Selmi, M.L. (2008). The Work-Family Conflict: An Essay on Employers, Men and Responsibility. University of St. Thomas Law Journal, 1(1), 1-24.
SSRN suggested citation: Selmi, Michael L., “The Work-Family Conflict: An Essay on Employers, Men and Responsibility” . University of St. Thomas Law Journal, 2008 Available at SSRN: http://ssrn.com/abstract=1091464
Everyone knows it: women do fantastically well in academia and then suddenly disappear once they get close to having a seat at the power table. Why aren’t men at home more supportive?
“Family considerations are a major, but not the only, deterrent to pursing an academic career,” said Orna Cohen-Fix, Ph.D., a corresponding author of the report and senior investigator at the National Institute of Diabetes and Digestive and Kidney Diseases. “An increase in the number of women postdocs who decide to pursue an advanced research position will translate, in time, to a greater representation of women in tenured faculty positions. Our findings suggest that the loss of talented women from the research track can be reduced by mentoring and a change in the scientific culture to accommodate the needs of both women and men who wish to combine family and scientific careers.”
Because women are more affected by family responsibilities, help during the transition from postdoc to tenured faculty — such as affordable, high-quality child care or the possibility to work more flexible hours — may encourage more women to stay in academic research, the study found.

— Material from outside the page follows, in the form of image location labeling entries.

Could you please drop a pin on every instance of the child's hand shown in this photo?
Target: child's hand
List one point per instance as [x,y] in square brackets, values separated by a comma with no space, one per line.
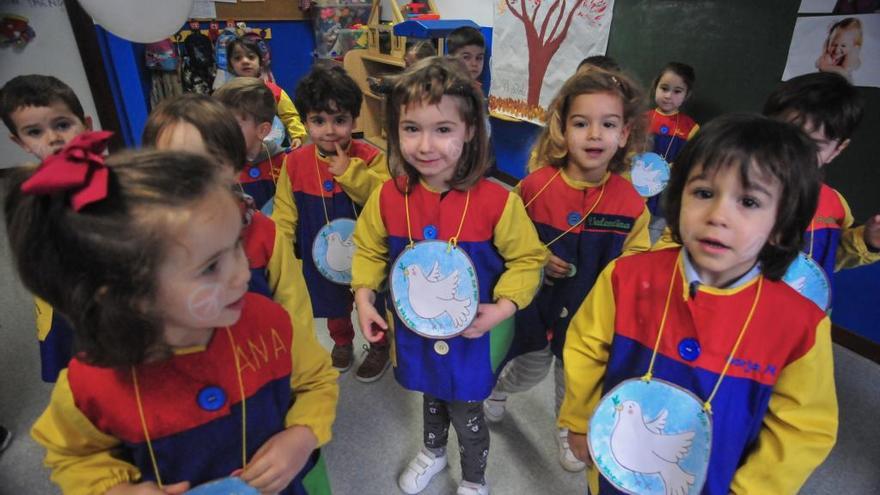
[279,460]
[339,163]
[872,232]
[367,315]
[577,442]
[557,267]
[489,315]
[148,488]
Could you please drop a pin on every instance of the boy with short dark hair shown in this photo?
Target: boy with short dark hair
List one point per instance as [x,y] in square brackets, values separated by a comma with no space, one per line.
[322,182]
[43,114]
[828,108]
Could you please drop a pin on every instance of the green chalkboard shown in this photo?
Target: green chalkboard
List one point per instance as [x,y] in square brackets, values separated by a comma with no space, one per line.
[738,49]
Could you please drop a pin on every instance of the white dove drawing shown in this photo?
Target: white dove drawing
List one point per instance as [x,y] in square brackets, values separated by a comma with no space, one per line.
[339,252]
[643,448]
[432,296]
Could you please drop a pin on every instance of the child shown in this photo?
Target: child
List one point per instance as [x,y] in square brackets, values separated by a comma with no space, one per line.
[585,212]
[144,256]
[436,137]
[706,316]
[245,61]
[201,124]
[467,44]
[42,115]
[670,128]
[322,182]
[841,50]
[251,103]
[828,109]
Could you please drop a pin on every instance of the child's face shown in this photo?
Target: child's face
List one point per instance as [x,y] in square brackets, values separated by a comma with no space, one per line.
[327,130]
[43,131]
[472,56]
[432,138]
[594,131]
[204,276]
[671,92]
[245,63]
[723,224]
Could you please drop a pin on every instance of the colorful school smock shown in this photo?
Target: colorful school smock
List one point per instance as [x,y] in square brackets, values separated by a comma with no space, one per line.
[670,133]
[192,408]
[617,224]
[306,188]
[501,241]
[775,413]
[275,271]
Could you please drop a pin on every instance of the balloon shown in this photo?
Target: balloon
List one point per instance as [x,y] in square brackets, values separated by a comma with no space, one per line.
[138,20]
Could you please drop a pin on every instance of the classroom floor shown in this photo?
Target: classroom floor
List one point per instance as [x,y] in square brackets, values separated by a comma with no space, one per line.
[378,425]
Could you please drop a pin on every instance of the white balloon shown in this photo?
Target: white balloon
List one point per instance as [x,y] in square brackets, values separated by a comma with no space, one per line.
[139,20]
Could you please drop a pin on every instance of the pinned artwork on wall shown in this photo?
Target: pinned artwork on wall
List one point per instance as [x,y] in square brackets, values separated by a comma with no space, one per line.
[846,45]
[558,35]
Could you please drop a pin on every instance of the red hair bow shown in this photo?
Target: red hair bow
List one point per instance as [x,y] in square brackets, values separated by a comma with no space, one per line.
[78,167]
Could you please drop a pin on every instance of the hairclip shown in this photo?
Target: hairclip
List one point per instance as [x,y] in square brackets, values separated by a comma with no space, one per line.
[78,167]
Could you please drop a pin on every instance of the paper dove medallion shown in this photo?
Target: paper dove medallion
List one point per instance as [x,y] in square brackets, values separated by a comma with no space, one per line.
[651,438]
[332,250]
[434,289]
[650,174]
[808,278]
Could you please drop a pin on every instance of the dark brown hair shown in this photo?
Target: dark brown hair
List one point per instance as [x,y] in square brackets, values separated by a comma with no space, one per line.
[774,148]
[248,96]
[35,90]
[216,123]
[98,267]
[425,83]
[551,148]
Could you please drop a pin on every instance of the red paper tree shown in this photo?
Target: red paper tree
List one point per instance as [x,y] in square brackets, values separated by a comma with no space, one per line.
[544,37]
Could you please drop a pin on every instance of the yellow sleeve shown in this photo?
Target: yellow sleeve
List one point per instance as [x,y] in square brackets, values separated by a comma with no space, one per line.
[79,455]
[287,113]
[369,266]
[524,255]
[639,238]
[313,381]
[852,250]
[800,426]
[288,286]
[284,211]
[360,179]
[586,350]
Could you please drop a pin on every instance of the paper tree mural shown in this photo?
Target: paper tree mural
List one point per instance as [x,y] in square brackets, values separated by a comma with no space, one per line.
[558,34]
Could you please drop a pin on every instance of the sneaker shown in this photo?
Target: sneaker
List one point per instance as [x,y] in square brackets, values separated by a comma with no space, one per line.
[375,363]
[342,357]
[468,488]
[566,456]
[420,471]
[495,406]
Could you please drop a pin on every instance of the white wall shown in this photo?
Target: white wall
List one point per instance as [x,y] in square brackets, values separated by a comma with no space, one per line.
[479,11]
[52,52]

The task force report includes several recommendations that may help increase the retention of women in the biological and medical sciences, and the NIH intends to continue keeping a close watch on career development of junior scientists in general and women in particular.
Professor Selmi of George Washington University Law school has another solution: tell men to step up to the plate and take some of the burden off of employers. This is a paradigm shift: most people view men helping with domestic duties as helping the women. Not so, says Professor Selmi. This helps employers who are trying to figure out ways to provide family-friendly workplaces. Professor Selmi points out that everyone gives men a free-pass on this. The point is that achieving gender equity in the workplace is to date based on a faulty premise: that men do not have to bear equal responsibility for domestic duties. If that premise were: men have equal responsibility for domestic duties, then employers could more easily adjust.
I suppose the problem is individual behavior. There are all sorts of data supporting this suggestion (see here and here, for example). If the federal government and all the economist in the universe can’t get a man to pitch in equally around the house, then I suppose this is a dysfunction of epidemic proportions that is highly underreported.